Wrap the wreath form with torn strips (or ribbon). Then lay the form flat on a table and begin applying the rosettes inner and outter sides....



This process enables the wreath to lay flat against the wall.

Then started filling in. I'm afraid that the 100 rosettes only covered about half



after making another 150+

can you say soooo pretty in pink?!



I added the pink satin ribbon to kick the sweetness up a notch ha!

Don't you just love it?!

Here is a look at the finished back....



I must reiterate that these are such a pain in the patootie to make. As anyone who has created one of these will tell you they are very labor intensive!

But so darn worth it!



This pink heart wreath did me in! After rolling what seems like millions of these...



I ended up with....



OUCHIES!

ahhhh...the price of beauty! ha! (I so need a manicure after all this!)



Needless to say, I'm just thrilled that I finally finished both. And I personally feel that DIY is just a nice way of saying Glutton for Punishment! ha! Maybe we should start a club? Or at the very least seek therapy....yes? ;)

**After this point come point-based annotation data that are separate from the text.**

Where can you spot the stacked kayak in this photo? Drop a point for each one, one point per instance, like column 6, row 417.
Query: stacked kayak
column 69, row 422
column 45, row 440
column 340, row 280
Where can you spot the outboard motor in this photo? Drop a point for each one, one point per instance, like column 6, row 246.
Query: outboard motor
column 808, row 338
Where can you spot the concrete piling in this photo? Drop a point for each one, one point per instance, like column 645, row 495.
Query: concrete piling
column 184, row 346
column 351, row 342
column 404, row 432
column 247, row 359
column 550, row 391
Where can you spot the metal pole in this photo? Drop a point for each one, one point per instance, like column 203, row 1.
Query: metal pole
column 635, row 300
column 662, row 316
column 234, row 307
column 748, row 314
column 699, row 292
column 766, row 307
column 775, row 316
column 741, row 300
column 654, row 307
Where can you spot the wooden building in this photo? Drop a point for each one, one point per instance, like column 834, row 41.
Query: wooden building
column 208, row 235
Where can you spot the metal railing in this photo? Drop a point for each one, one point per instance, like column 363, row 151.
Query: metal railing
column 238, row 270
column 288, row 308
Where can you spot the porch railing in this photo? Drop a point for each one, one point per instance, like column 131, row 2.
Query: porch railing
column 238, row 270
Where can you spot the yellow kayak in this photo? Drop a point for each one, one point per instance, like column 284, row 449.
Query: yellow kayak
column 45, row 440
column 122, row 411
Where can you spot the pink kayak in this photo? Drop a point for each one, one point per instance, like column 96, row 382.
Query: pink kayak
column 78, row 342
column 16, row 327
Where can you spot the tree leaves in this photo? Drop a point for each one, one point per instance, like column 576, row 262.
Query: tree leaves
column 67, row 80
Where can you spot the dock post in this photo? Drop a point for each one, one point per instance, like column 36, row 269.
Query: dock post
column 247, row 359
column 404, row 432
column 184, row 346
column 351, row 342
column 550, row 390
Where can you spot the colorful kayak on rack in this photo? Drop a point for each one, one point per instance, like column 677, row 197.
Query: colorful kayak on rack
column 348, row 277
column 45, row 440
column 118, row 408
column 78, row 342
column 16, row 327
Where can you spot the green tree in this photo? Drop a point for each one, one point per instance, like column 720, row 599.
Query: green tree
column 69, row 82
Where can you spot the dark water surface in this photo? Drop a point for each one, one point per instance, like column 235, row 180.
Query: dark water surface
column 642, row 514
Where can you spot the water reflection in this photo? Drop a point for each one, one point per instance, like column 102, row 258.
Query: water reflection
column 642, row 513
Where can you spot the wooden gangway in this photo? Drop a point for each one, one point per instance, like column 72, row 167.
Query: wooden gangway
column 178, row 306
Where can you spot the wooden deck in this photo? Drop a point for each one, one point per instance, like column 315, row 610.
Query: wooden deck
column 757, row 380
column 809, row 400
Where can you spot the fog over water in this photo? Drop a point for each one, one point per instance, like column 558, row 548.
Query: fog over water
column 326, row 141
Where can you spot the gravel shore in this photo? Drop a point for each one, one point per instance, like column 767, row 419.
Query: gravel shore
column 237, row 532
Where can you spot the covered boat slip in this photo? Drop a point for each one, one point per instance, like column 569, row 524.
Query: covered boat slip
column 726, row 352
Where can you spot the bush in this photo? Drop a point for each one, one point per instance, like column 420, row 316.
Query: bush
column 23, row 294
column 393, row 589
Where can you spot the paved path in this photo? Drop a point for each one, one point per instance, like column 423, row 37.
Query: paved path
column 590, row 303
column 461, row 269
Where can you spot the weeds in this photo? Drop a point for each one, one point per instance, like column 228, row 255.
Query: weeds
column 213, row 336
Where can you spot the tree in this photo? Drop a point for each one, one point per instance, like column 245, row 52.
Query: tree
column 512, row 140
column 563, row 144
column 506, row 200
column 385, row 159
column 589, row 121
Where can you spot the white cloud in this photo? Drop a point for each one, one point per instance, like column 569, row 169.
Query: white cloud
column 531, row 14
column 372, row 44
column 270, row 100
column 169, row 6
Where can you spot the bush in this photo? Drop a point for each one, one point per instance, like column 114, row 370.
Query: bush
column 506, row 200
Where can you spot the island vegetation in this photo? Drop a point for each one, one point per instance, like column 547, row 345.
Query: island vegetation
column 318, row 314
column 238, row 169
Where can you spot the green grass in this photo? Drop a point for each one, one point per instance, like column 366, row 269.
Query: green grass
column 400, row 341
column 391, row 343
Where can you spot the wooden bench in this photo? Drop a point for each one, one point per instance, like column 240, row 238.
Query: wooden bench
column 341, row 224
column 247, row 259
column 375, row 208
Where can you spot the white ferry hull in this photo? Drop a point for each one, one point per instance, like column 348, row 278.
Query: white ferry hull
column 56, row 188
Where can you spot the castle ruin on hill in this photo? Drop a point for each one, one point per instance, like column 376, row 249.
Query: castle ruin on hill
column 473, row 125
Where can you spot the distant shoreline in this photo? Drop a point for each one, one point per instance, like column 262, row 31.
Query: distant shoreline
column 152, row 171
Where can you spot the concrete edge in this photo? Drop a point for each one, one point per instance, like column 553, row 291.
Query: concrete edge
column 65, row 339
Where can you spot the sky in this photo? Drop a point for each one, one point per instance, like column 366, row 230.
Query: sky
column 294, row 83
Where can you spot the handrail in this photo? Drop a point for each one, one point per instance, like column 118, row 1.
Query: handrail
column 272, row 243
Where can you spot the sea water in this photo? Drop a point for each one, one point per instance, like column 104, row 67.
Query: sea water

I do hope my tutorial has been a help. Feel free to contact me if you have any questions at enchantedrosestudio@yahoo.com.

I'd love you see your finished project!

Thanks so much for stopping by and for taking the time leave me your sweet thoughts! You are a darling!!

Cheers!





Clip it!

4 comments:

Betty Johnson said...

Thank you so much Tina, for posting about this! I think I can do this and I can't wait to start! I will post you a pic when I finish!
Paper roses, paper roses... oh how real those roses seem to be.... (lol)

Shannon@InstantCA.com said...

I love making wreaths. This addictive hobby started when it was first introduced in my art class. It's cheap to make too as all I'll be needing are recycled papers, plastics, and hot melt adhesive or popularly known as the glue gun. All I need to buy are the decorations such as buttons, laces, and ribbons.

Sharon said...

I love your wreaths!!! Can't wait to start but where do you find the handwritten pages with cursive
lettering on them?

Thanks,
Sharon

Sharon said...

Fabulous wreaths!!! Where does one find the paper with cursive writing on it?